Avis Budget Group Inc. today reported results for its second quarter, which ended June 30, 2012. For the quarter, the company reported revenue of $1.9 billion — a 32% increase compared with the prior-year second quarter, primarily due to the effects of the acquisition of Avis Europe

Excluding certain items, Adjusted EBITDA increased 39% to $266 million, driven by increased revenues and lower per-unit fleet costs in North America. The company reported net income of $112 million and a GAAP net income of $79 million that was impacted by debt extinguishment costs and acquisition-related charges.

For the quarter, the acquisition of Avis Europe, which was completed on Oct. 3, 2011, contributed revenue of $417 million and Adjusted EBITDA of $46 million, excluding certain items.

Excluding Avis Europe, the company's revenue grew 3% in the second quarter and Adjusted EBITDA increased 15% — excluding certain items — and volume increased 5% and pricing declined 3%.

Overall, the 32% revenue increase is primarily due to a 34% increase in rental days, a 3% decrease in average daily rate and a 43% increase in ancillary revenues.

"Our second quarter results reflected rental volume increases across all regions, organic earnings growth, a significant contribution from the Avis Europe acquisition and continued margin expansion," said Ronald L. Nelson, Avis Budget Group chairman and CEO. "Looking ahead, our summer reservation trends have been positive throughout the world, the effects of a weak economy in Europe appear manageable thus far and the integration of Avis Europe is progressing as expected, giving us added confidence in our ability to achieve a run-rate of more than $35 million in annual synergy benefits by the fourth quarter."

North America

Revenue increased 3% primarily due to a 6% increase in volume and a 5% increase in ancillary revenues, partially offset by a 3% year-over-year decline in pricing. Pricing decreased 2% excluding foreign-currency effects. Adjusted EBITDA increased 18%, primarily due to increased revenue and a 13% decline in per-unit fleet costs.

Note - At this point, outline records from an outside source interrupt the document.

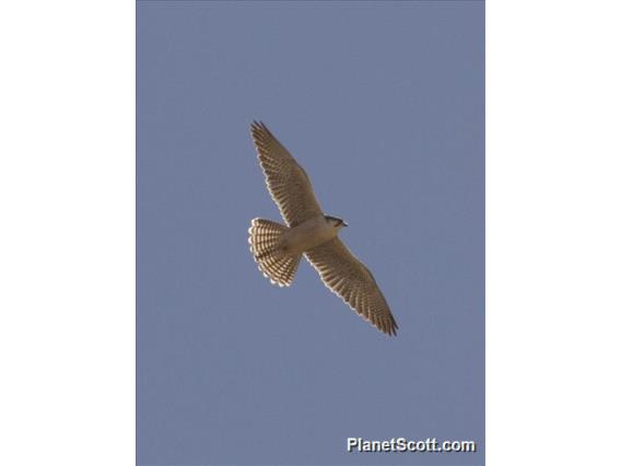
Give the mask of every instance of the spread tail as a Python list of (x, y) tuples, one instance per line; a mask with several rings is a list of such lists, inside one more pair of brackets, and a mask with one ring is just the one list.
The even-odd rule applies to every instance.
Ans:
[(302, 255), (291, 256), (279, 249), (281, 236), (289, 228), (270, 220), (254, 219), (248, 229), (250, 253), (259, 264), (259, 270), (273, 284), (289, 287), (297, 270)]

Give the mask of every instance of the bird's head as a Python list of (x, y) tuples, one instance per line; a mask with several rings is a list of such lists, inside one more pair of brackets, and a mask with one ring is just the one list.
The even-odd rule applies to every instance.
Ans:
[(330, 215), (324, 215), (324, 217), (326, 218), (326, 222), (328, 222), (328, 224), (332, 225), (337, 230), (340, 230), (343, 226), (348, 225), (343, 219), (339, 219), (338, 217), (330, 217)]

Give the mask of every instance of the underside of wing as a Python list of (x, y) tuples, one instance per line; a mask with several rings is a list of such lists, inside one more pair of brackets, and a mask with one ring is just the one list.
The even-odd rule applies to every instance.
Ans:
[(347, 246), (333, 238), (305, 253), (331, 291), (387, 335), (397, 335), (397, 322), (371, 271)]
[(304, 168), (262, 123), (254, 121), (250, 133), (272, 199), (289, 226), (320, 215), (321, 208)]

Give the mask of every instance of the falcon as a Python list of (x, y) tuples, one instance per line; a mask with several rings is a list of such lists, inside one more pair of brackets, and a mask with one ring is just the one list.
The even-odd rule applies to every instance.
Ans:
[(397, 322), (373, 273), (338, 236), (348, 224), (323, 212), (308, 175), (265, 124), (254, 121), (250, 135), (268, 190), (286, 223), (251, 221), (248, 243), (259, 270), (273, 284), (289, 287), (304, 256), (353, 311), (386, 335), (397, 335)]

Revenue increased 264% primarily due to the acquisition of Avis Europe. Excluding the acquisition, revenue increased 4% primarily as a result of a 3% increase in volume and a 1% increase in average daily rate on a constant-currency basis, partially offset by currency effects that caused reported pricing to decline 3%.

Specifically for Avis Budget EMEA statistics, revenue in the company's Europe, Middle East and Africa operations increased 2% on a constant-currency basis in second quarter 2012 compared to second quarter 2011, and declined 9% on a reported basis. The change in revenue reflects a 2% increase in rental days and a 14% decline in average daily rate driven primarily by currency-exchange rates. Pricing decreased approximately 3% on a constant-currency basis due largely to the strong growth experienced by the Budget brand.

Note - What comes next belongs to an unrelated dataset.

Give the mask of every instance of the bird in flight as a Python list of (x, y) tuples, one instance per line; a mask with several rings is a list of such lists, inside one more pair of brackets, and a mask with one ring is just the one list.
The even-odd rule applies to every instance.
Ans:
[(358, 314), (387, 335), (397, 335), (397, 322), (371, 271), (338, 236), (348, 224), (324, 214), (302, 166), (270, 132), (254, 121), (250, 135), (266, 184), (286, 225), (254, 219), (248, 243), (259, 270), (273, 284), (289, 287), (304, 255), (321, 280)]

Adjusted EBITDA increased $39 million due to a $33 million contribution from the company’s European operations, including $12 million of restructuring costs and organic revenue growth.

Truck Rental

Truck rental revenue was unchanged as a 1% increase in pricing was offset by a similar decline in volume. Adjusted EBITDA decreased by $1 million primarily due to higher vehicle maintenance expense.
Other Items


Financial Outlook: Avis Budget said that it expects its full-year 2012 revenue to be approximately $7.2 billion to $7.5 billion — a 22-27% increase compared to 2011. The decline in the company's revenue estimate compared to its previous estimate of $7.3 billion to $7.6 billion is due to movement in currency-exchange rates.

The company reports that it continues to expect its 2012 Adjusted EBITDA to be approximately $825 million to $875 million, excluding certain items, which is an increase of 35% to 43% compared to the prior year. Fleet costs in North America are expected to decline 3% to 8% on a per-unit basis compared to 2011, consistent with the company's prior estimate.

The company also expects that its pretax income will be approximately $450 million to $505 million, excluding certain items.